HER2DX Affected Approximately 50% of Treatment Decisions for HER2+ Breast Cancer

HER2DX aided in HER2+ breast cancer therapy decisions and the pCR rate was comparable among those who did and did not have HER2DX-driven treatment changes.

The genomic diagnostic test HER2DX supported treatment adjustments and improved physician confidence (P < .001) when using the assay in patients with stage I to III HER2-positive breast cancer, according to findings from a study conducted in Spain and published in ESMO Real World Data and Digital Oncology.1

Findings from the first prospective real-world investigation assessing the impact of HER2DX results on treatment decision-making in clinical practice revealed that 48.1% (95% CI, 42.5%-53.7%) of patients (n = 297) had treatment adjustments after the HER2DX assay was used by oncologists (n = 34).1,2 The changes included reduced treatment intensity (73.5%), increased treatment intensity (24.5%), and mixed adjustments (2.0%).1 Reductions in treatment intensity encompassed reductions with chemotherapy (56.2%), anti-HER2 therapy (26.7%), and both chemotherapy and anti-HER2 therapy (17.1%), which included avoiding anthracycline-based regimens (40.8%), removing 1 anti-HER2 agent (29.5%), and/or shortening the duration of trastuzumab (Herceptin) therapy (15.2%).

“Conversely, in 24.5% of cases with therapeutic modifications, HER2DX results prompted an increase in therapy intensity,” study authors wrote. “Within these cases, 57.1% involved the addition of another anti-HER2 agent, such as pertuzumab [Perjeta] and/or neratinib [Nerlynx], 20.0% involved more intensive chemotherapy, and 22.9% involved both.”
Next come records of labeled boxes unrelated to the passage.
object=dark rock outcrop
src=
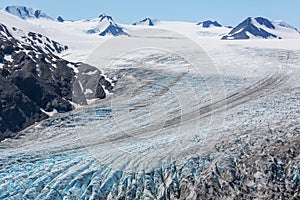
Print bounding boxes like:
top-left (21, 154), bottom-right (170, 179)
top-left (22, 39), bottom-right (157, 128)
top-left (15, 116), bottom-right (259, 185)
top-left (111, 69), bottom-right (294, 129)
top-left (87, 14), bottom-right (128, 36)
top-left (5, 6), bottom-right (52, 19)
top-left (197, 20), bottom-right (222, 28)
top-left (222, 17), bottom-right (280, 40)
top-left (0, 24), bottom-right (112, 140)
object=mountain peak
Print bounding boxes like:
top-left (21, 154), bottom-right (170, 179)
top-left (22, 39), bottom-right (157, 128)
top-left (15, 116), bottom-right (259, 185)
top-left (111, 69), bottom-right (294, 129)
top-left (222, 17), bottom-right (299, 40)
top-left (87, 13), bottom-right (128, 36)
top-left (133, 17), bottom-right (158, 26)
top-left (4, 6), bottom-right (52, 19)
top-left (57, 16), bottom-right (65, 22)
top-left (197, 20), bottom-right (222, 28)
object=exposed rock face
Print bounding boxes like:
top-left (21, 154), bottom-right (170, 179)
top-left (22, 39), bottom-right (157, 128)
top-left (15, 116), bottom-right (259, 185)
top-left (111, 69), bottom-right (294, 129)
top-left (197, 20), bottom-right (222, 28)
top-left (133, 18), bottom-right (158, 26)
top-left (5, 6), bottom-right (52, 19)
top-left (87, 14), bottom-right (128, 36)
top-left (0, 24), bottom-right (112, 140)
top-left (57, 16), bottom-right (65, 22)
top-left (222, 17), bottom-right (278, 40)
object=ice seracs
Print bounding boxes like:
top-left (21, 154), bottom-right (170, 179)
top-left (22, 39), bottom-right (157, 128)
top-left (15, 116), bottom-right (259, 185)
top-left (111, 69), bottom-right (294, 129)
top-left (133, 18), bottom-right (158, 26)
top-left (222, 17), bottom-right (300, 40)
top-left (197, 20), bottom-right (222, 28)
top-left (87, 14), bottom-right (128, 36)
top-left (4, 6), bottom-right (52, 19)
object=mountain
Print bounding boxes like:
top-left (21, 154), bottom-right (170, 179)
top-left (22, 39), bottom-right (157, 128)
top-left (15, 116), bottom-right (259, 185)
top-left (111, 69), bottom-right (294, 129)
top-left (0, 23), bottom-right (112, 141)
top-left (133, 18), bottom-right (158, 26)
top-left (56, 16), bottom-right (65, 22)
top-left (273, 20), bottom-right (298, 31)
top-left (4, 6), bottom-right (52, 20)
top-left (222, 17), bottom-right (300, 40)
top-left (197, 20), bottom-right (222, 28)
top-left (87, 14), bottom-right (128, 36)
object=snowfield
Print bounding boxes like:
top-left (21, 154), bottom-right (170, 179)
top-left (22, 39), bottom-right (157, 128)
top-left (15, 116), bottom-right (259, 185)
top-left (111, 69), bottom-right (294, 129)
top-left (0, 12), bottom-right (300, 200)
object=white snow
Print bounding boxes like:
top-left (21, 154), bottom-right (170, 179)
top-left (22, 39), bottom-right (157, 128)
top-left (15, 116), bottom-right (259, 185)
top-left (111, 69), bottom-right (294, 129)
top-left (0, 12), bottom-right (300, 199)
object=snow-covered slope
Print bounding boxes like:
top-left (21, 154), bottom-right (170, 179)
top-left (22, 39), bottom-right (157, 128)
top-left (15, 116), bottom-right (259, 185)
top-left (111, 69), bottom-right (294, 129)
top-left (87, 14), bottom-right (127, 36)
top-left (0, 5), bottom-right (300, 200)
top-left (222, 17), bottom-right (300, 40)
top-left (4, 6), bottom-right (52, 19)
top-left (133, 18), bottom-right (159, 26)
top-left (197, 20), bottom-right (222, 28)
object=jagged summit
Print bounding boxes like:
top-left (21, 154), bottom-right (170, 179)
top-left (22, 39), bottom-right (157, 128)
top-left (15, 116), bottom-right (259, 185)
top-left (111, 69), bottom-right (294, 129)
top-left (4, 6), bottom-right (52, 19)
top-left (133, 18), bottom-right (158, 26)
top-left (87, 14), bottom-right (128, 36)
top-left (56, 16), bottom-right (65, 22)
top-left (197, 20), bottom-right (222, 28)
top-left (222, 17), bottom-right (300, 40)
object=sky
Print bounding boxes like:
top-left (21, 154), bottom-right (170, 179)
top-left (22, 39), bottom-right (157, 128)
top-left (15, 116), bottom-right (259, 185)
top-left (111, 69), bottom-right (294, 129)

Further data revealed that the pathologic complete response (pCR) likelihood score was a significant predictor of pCR (P < .001) for patients where pathological data was available at surgery (n = 182).1 Patients with pCR-high disease (n = 69) experienced a pCR rate of 81.5% when given less intensive treatment vs 69.0% among those who received multi-agent chemotherapy (OR = 1.97; P = .256) in the study.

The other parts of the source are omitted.